The rest of the day was spent locating our bikes (which had come across on the morning ferry but the crew forgot to take off so they went back to Wellington again!), loading Tim and the kayaks back onto the 7pm ferry to Wellington and finding accommodation. Alan and I had three beers and I had 6 fresh oysters in celebration of the paddle then promptly vomited it all back up 2 hours later. Maybe one beer too many.
Today we feel fine and none the worse for the paddle (but maybe for the beer in Alan’s case). We have the cycles and will head off towards Kaikoura in the 700km journey south towards Aoraki/Mt Cook. As Alan said yesterday, it’s all uphill from here, literally the sea-level here in Picton to the highest point in New Zealand.

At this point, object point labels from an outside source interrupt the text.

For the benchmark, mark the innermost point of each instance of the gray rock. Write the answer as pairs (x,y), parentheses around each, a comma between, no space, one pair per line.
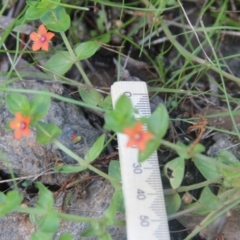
(17,226)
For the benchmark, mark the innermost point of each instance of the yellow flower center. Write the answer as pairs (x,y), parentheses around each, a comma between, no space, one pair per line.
(23,125)
(137,136)
(42,39)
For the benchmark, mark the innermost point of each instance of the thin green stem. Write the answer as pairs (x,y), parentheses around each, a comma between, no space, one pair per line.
(69,6)
(192,187)
(70,217)
(213,216)
(74,58)
(44,93)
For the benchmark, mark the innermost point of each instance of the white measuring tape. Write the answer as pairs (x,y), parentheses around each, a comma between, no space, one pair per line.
(142,187)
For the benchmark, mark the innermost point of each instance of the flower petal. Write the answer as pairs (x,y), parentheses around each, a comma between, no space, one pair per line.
(13,124)
(36,46)
(26,132)
(18,117)
(34,36)
(50,35)
(27,120)
(129,131)
(141,146)
(42,30)
(45,46)
(138,127)
(18,134)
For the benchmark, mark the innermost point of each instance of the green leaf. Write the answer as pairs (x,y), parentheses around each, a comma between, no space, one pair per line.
(104,38)
(177,167)
(17,102)
(41,235)
(56,20)
(47,132)
(186,152)
(95,150)
(207,168)
(115,172)
(150,148)
(59,63)
(34,13)
(201,210)
(158,122)
(39,107)
(90,95)
(105,236)
(173,203)
(66,236)
(121,116)
(69,168)
(45,199)
(86,49)
(9,202)
(49,222)
(209,200)
(230,177)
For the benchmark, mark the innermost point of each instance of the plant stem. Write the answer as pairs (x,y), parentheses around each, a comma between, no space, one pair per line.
(87,219)
(69,217)
(74,58)
(213,216)
(192,187)
(53,95)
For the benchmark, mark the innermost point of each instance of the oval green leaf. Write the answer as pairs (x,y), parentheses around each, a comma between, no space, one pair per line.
(56,20)
(86,49)
(60,63)
(17,102)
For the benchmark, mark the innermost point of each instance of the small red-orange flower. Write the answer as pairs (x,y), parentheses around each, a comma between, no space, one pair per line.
(137,136)
(21,125)
(41,38)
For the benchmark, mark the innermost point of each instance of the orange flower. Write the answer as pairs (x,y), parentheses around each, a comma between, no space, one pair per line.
(41,38)
(21,125)
(137,136)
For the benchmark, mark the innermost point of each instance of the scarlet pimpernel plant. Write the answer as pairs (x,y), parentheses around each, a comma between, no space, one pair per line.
(137,136)
(41,38)
(20,125)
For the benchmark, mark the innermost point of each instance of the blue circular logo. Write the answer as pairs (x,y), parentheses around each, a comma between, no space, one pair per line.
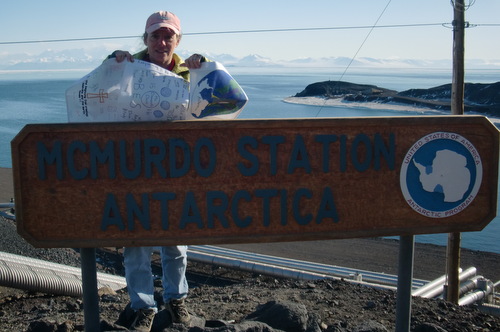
(441,174)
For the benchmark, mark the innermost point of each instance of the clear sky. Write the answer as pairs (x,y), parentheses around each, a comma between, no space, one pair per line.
(63,19)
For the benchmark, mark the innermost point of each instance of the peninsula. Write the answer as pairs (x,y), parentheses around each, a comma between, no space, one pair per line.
(478,97)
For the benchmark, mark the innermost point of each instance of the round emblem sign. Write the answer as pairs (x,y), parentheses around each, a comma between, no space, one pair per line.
(441,174)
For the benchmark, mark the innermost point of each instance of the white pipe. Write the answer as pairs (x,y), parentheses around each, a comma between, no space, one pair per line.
(475,296)
(318,268)
(435,287)
(33,274)
(271,270)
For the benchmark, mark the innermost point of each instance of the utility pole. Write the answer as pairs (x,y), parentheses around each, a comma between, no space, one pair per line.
(457,108)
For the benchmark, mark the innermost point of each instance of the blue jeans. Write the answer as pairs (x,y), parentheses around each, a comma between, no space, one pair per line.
(137,261)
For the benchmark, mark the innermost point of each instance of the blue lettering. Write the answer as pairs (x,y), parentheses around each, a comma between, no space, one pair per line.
(273,142)
(44,156)
(136,160)
(253,168)
(190,212)
(134,210)
(181,167)
(102,156)
(359,140)
(70,156)
(154,153)
(389,152)
(111,215)
(301,220)
(212,157)
(327,208)
(326,140)
(266,195)
(217,205)
(164,198)
(235,204)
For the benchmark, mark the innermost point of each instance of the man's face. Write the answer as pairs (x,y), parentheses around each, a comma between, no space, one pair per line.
(161,45)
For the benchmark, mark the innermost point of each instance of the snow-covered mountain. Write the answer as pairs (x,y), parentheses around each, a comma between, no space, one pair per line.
(91,58)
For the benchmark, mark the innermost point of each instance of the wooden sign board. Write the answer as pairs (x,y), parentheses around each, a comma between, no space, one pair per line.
(212,182)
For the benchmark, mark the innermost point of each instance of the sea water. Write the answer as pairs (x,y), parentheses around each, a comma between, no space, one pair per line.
(40,99)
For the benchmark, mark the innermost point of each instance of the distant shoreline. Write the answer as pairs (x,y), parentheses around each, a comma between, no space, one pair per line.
(339,102)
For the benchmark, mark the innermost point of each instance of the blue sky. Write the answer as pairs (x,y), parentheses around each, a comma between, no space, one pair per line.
(57,19)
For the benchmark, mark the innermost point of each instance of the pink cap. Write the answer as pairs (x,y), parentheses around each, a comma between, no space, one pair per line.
(163,19)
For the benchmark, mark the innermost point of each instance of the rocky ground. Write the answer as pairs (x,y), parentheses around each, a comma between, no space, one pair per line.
(227,300)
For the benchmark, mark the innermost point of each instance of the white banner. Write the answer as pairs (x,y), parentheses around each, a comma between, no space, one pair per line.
(142,91)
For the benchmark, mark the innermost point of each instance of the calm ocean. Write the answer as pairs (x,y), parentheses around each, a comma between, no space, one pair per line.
(39,98)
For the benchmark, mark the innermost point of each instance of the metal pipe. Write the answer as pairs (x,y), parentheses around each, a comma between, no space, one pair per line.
(318,268)
(437,285)
(475,296)
(272,270)
(33,274)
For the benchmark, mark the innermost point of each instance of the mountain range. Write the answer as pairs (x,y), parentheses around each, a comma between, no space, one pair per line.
(91,58)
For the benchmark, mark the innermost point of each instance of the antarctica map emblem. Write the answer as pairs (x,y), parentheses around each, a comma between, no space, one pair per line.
(441,174)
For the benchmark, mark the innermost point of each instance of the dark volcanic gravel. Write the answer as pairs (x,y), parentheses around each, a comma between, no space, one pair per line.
(227,300)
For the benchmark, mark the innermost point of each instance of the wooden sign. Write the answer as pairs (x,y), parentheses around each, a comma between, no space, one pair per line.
(212,182)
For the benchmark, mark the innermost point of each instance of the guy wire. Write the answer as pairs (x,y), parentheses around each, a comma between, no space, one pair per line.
(359,49)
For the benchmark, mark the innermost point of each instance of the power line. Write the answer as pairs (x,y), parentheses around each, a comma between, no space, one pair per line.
(227,32)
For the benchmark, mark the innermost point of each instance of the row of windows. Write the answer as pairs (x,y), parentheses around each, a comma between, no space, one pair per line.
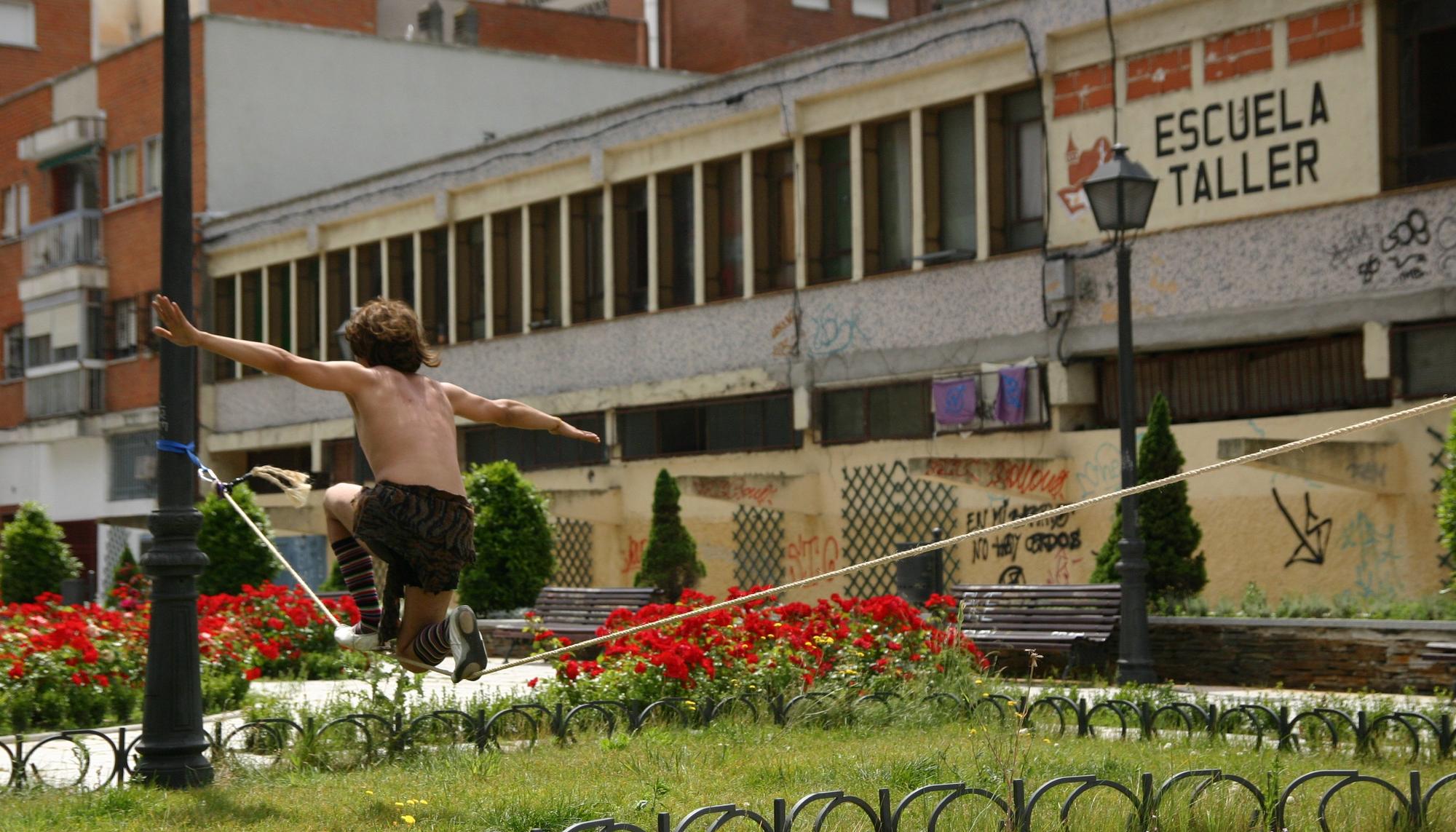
(547,265)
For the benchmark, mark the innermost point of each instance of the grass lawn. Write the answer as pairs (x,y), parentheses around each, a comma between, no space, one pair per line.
(678,770)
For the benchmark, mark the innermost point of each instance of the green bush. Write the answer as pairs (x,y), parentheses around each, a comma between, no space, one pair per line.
(1164,518)
(670,560)
(513,540)
(235,555)
(34,556)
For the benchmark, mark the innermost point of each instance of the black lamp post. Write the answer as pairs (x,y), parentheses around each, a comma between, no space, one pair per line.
(173,742)
(1122,194)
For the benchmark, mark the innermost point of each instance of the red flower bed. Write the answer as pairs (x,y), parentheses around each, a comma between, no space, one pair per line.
(863,645)
(75,665)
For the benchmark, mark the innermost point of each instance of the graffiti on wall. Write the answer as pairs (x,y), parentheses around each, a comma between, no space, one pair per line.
(1409,249)
(1377,566)
(1053,537)
(810,556)
(1311,534)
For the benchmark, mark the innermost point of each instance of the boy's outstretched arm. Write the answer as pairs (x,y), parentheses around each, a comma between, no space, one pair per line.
(339,376)
(512,415)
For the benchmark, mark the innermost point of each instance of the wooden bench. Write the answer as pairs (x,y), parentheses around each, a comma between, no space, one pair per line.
(573,611)
(1077,620)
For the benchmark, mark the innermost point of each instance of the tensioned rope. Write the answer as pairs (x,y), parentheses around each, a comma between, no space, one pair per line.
(762,594)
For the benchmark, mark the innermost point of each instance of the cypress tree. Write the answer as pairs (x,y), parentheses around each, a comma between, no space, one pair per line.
(34,556)
(513,540)
(670,560)
(1164,518)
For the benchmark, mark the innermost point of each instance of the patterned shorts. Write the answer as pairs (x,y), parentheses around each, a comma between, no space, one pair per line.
(424,537)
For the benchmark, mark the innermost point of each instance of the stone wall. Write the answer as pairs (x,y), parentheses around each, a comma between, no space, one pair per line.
(1321,654)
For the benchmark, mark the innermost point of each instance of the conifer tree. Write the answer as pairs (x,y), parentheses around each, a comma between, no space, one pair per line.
(670,560)
(34,556)
(1164,518)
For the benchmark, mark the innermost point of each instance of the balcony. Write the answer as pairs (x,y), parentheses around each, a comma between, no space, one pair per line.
(63,240)
(68,393)
(63,137)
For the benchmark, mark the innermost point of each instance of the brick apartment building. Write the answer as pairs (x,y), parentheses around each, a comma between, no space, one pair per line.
(762,280)
(286,98)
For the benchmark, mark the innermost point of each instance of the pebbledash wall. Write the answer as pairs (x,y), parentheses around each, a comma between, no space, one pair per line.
(1282,255)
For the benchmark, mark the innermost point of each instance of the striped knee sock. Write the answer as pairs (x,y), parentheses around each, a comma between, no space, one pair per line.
(359,578)
(433,643)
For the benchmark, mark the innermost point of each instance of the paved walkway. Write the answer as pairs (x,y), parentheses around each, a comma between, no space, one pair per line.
(87,760)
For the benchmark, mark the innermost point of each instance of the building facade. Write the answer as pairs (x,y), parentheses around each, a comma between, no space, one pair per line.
(279,109)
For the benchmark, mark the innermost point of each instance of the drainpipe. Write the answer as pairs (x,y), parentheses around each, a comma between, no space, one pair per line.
(654,26)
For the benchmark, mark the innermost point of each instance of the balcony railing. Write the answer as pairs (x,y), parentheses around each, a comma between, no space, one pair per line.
(65,240)
(71,393)
(63,137)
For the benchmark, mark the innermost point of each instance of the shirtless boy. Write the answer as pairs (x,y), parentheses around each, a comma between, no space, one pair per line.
(416,518)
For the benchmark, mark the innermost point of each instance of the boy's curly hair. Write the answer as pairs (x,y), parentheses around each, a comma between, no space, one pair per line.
(387,333)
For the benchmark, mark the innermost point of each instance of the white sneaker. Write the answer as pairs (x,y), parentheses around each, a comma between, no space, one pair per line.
(467,645)
(347,636)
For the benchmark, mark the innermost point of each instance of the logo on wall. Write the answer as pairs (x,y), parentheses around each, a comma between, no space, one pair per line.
(1083,163)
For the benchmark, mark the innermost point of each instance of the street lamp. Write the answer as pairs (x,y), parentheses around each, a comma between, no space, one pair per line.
(1122,194)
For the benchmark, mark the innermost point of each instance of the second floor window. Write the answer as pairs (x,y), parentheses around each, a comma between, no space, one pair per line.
(124,175)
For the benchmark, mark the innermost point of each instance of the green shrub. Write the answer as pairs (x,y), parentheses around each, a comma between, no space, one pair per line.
(34,556)
(1164,518)
(235,555)
(670,560)
(513,540)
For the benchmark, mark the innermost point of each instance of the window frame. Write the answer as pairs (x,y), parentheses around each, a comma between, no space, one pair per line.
(796,435)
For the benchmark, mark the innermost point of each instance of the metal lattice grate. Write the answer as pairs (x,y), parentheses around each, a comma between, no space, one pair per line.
(758,539)
(573,553)
(886,505)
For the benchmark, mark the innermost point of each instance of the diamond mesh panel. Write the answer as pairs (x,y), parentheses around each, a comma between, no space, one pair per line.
(573,553)
(885,505)
(758,539)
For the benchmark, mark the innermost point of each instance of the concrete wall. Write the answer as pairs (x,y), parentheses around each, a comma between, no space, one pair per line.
(373,105)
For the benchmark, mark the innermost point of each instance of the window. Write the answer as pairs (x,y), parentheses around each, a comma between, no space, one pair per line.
(723,231)
(675,240)
(133,466)
(124,328)
(1426,357)
(589,288)
(950,181)
(403,269)
(1020,189)
(1420,57)
(537,448)
(545,264)
(280,307)
(124,175)
(774,220)
(471,280)
(308,278)
(15,351)
(1263,380)
(39,351)
(435,285)
(225,322)
(887,195)
(253,309)
(506,272)
(630,247)
(829,217)
(17,210)
(17,23)
(871,7)
(885,412)
(759,424)
(152,165)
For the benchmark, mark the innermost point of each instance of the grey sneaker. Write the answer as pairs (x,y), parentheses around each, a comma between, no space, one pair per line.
(467,645)
(347,636)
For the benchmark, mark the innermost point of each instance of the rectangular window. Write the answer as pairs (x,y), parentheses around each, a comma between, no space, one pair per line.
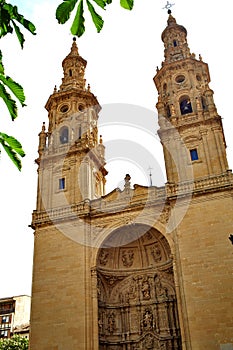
(194,154)
(62,183)
(5,319)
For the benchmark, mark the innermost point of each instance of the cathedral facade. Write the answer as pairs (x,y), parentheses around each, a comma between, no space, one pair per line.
(143,267)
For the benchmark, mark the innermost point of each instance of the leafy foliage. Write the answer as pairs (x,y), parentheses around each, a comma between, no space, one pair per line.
(8,17)
(65,9)
(13,148)
(9,20)
(14,343)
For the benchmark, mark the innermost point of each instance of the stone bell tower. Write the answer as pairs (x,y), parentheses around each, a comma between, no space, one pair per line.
(190,127)
(199,192)
(71,172)
(71,158)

Thanks must go to Tim Taylor, a lovely guy and great sea-kayak guide. It was an honour to paddle the Straits with you. To Liz and Rubin for helping with the bikes in Wellington. For Christine and Pat’s friendly help at the Makara side in their beautiful B&B. To Paul for the interview, and to all the messages of support.
Lastly, I got news on Monday night before the paddle when I spoke to Mum that a very dear family friend had just lost her battle with cancer and passed away. She was a lovely caring gentle lady, and it was extremely sad to hear this news. When in the middle of Cook Strait yesterday, my thoughts went out to Cath and her family. It seemed fitting that as I sat in such a beautiful part of the world, to think and remember with such fondness such a beautiful person.